The propensity score is defined as a subject's probability of treatment selection, conditional on observed baseline covariates. Weighting subjects by the inverse probability of treatment received creates a synthetic sample in which treatment assignment is independent of measured baseline covariates. Inverse probability of treatment weighting (IPTW) using the propensity score allows one to obtain unbiased estimates of average treatment effects. However, these estimates are only valid if there are no residual systematic differences in observed baseline characteristics between treated and control subjects in the sample weighted by the estimated inverse probability of treatment. We report on a systematic literature review, in which we found that the use of IPTW has increased rapidly in recent years, but that in the most recent year, a majority of studies did not formally examine whether weighting balanced measured covariates between treatment groups. We then proceed to describe a suite of quantitative and qualitative methods that allow one to assess whether measured baseline covariates are balanced between treatment groups in the weighted sample. The quantitative methods use the weighted standardized difference to compare means, prevalences, higher-order moments, and interactions. The qualitative methods employ graphical methods to compare the distribution of continuous baseline covariates between treated and control subjects in the weighted sample. Finally, we illustrate the application of these methods in an empirical case study. We propose a formal set of balance diagnostics that contribute towards an evolving concept of best practice' when using IPTW to estimate causal treatment effects using observational data. (c) 2015 The Authors. Statistics in Medicine Published by John Wiley & Sons Ltd.
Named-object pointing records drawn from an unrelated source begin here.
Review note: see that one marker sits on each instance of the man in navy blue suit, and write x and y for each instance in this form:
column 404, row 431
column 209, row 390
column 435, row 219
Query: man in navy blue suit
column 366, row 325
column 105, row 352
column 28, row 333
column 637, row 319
机译:倾向评分定义为受试者选择治疗的概率,取决于观察到的基线协变量。通过接收到的治疗的逆概率对受试者进行加权可以创建一个合成样本,其中治疗分配与测量的基线协变量无关。使用倾向评分的治疗加权加权概率(IPTW)可以使​​人们获得平均治疗效果的无偏估计。但是,只有在通过估计的治疗逆概率加权的样本中,治疗受试者和对照受试者之间观察到的基线特征没有残留的系统差异时,这些估计才有效。我们报告了系统的文献综述,其中发现IPTW的使用在最近几年迅速增加,但是在最近的一年中,大多数研究并未正式检查各治疗组之间加权衡量的协变量是否加权。然后,我们着手描述一套定量和定性方法,使人们能够评估加权样本中各治疗组之间测量的基线协变量是否平衡。定量方法使用加权标准差来比较均值,患病率,高阶矩和相互作用。定性方法采用图形方法来比较加权样本中被治疗者和对照者之间连续基线协变量的分布。最后,我们说明了这些方法在经验案例研究中的应用。我们提出一套正式的平衡诊断方法,当使用IPTW通过观察数据估算因果治疗效果时,有助于建立最佳实践概念。 (c)2015作者。 John Wiley&Sons Ltd.发布的医学统计资料。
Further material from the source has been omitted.